Pour la famille de Gabrielle, il a donc fallu un peu d’organisation pour que l’option transports en commun se substitue à un aller-retour en voiture des parents à la sortie du collège. Mais si on fait la simulation sur le module Mon Impact Transport de l’Ademe, on peut constater que ces efforts ont leur importance ! Les 10 km aller-retour en voiture pour aller chercher Gabrielle correspondent à 2 kg d’équivalent CO2 chaque jour, soit 364 kg sur une année scolaire. En bus, c’est deux fois moins !
Mieux encore, aux beaux jours, Gabrielle rentre en vélo et l’impact carbone de ses trajets passe à zéro.

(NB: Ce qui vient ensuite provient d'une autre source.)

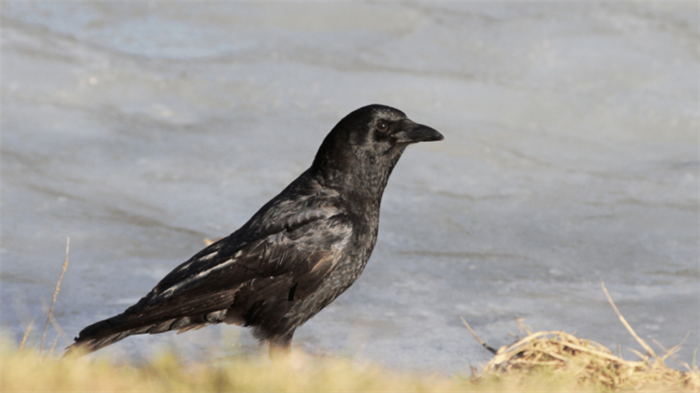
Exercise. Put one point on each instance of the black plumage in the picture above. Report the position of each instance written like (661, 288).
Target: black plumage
(298, 253)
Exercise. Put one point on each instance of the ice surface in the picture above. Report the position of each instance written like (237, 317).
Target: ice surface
(571, 156)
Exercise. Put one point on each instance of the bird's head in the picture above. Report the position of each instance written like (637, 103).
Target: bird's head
(366, 144)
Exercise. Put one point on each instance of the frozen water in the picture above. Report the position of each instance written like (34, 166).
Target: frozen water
(571, 156)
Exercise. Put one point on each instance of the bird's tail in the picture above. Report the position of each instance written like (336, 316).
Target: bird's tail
(117, 328)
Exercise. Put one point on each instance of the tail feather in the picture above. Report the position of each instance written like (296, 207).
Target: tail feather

Vélo cargo , l’alternative des familles pour remplacer la 2e voiture
Comme Gabrielle, de plus en plus de Français(e) adoptent le vélo pour leurs déplacements quotidiens4. Plus rapide que la marche à pied, on retrouve le sentiment de liberté et le côté sportif, tout en augmentant les distances parcourues.
Le vélo électrique, en plein essor (+30% en 2021 post-Covid5), est le moyen de transport qui remplace la voiture dans de plus en plus de foyers.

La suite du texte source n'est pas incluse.